Regarding Question 8. How can you apply a calculation on thousands of numbers at once, many thousands of times faster than a Python loop?

I am assuming the answer is broadcasting , Can someone let me know if there are other operations too?

Karthikeyan Muthu.


In question number 27 why it says that view changes the shape of the tensor instead of saying that it can also change the dimension (rank) of a tensor?
Considering that the tensor rank is the number of dimensions or axes that has the tensor and the shape is the size of each axis of the tensor.

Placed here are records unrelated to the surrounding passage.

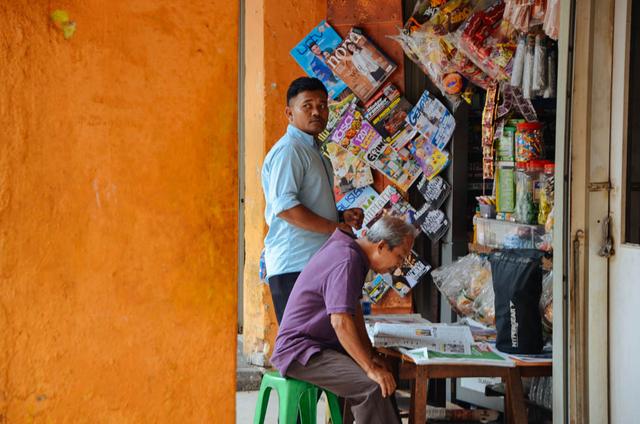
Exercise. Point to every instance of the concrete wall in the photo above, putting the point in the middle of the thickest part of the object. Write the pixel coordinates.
(118, 185)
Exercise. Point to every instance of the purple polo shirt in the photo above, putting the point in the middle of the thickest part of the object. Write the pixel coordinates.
(330, 283)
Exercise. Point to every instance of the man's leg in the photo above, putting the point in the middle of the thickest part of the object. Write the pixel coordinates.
(339, 374)
(281, 286)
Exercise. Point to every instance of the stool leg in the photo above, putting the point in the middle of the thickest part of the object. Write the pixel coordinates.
(261, 405)
(334, 408)
(288, 407)
(309, 406)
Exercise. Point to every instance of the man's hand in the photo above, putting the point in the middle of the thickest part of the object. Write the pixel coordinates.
(353, 217)
(381, 361)
(384, 379)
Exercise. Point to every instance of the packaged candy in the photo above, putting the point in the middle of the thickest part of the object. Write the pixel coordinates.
(539, 82)
(518, 62)
(489, 41)
(529, 141)
(527, 73)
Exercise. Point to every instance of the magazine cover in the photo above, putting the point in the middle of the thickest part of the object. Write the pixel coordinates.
(389, 202)
(431, 159)
(407, 275)
(312, 54)
(349, 172)
(387, 111)
(362, 198)
(432, 119)
(360, 65)
(402, 171)
(353, 132)
(376, 289)
(434, 191)
(336, 109)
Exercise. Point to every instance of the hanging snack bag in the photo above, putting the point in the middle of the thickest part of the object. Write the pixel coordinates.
(489, 41)
(529, 141)
(517, 284)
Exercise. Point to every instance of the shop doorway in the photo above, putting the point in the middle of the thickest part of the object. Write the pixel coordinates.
(624, 262)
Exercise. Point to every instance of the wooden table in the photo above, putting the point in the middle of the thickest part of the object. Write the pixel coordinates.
(419, 375)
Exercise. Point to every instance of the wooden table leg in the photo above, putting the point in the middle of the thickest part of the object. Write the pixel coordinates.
(418, 409)
(515, 407)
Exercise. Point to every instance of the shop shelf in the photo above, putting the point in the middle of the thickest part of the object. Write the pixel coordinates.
(510, 235)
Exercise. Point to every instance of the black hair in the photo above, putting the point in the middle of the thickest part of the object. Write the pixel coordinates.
(305, 84)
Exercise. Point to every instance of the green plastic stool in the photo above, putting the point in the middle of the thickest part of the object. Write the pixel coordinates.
(294, 395)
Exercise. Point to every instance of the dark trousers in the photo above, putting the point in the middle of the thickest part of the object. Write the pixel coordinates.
(281, 286)
(339, 374)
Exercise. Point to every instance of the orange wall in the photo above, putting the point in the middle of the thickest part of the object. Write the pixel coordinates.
(273, 28)
(118, 234)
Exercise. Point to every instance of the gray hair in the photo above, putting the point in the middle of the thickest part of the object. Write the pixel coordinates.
(393, 231)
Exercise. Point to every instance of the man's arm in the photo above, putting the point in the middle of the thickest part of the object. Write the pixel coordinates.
(302, 217)
(351, 340)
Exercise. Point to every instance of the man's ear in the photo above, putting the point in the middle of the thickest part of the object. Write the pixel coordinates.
(289, 113)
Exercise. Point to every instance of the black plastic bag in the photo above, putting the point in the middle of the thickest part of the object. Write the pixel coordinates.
(517, 283)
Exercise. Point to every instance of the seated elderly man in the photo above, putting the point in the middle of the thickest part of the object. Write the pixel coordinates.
(322, 338)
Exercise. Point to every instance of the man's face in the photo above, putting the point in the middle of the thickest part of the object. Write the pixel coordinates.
(386, 260)
(308, 111)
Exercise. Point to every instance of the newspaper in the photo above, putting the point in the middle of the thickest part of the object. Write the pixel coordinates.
(360, 64)
(481, 354)
(312, 54)
(444, 338)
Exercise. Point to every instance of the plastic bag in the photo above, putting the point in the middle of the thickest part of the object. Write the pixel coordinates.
(489, 41)
(551, 24)
(517, 283)
(463, 283)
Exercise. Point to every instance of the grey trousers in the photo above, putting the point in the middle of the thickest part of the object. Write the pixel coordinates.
(340, 374)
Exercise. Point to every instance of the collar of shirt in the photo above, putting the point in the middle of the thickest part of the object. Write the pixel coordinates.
(296, 133)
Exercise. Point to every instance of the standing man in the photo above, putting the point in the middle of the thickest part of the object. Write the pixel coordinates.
(298, 188)
(323, 339)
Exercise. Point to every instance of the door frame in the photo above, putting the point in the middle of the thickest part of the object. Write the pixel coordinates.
(587, 273)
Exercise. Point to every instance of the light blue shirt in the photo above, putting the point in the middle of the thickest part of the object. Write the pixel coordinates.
(294, 173)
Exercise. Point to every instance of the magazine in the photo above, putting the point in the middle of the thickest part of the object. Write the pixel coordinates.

   ten = torch.rand(2, 2, 4)
   ten2 = ten.view(-1, 8)
   The output of ten2 is: tensor([[0.7715, 0.2103, 0.0636, 0.5282, 0.7900, 0.3913, 0.6638, 0.5870],
    [0.9369, 0.9811, 0.1984, 0.9920, 0.2802, 0.4329, 0.1696, 0.8414]])
   ten2.shape = torch.Size([2, 8]))

It went from 3 dimensions to 2 dimensions.

So the answer should be: It changes the shape and/or the dimension of a Tensor without changing its contents. Right?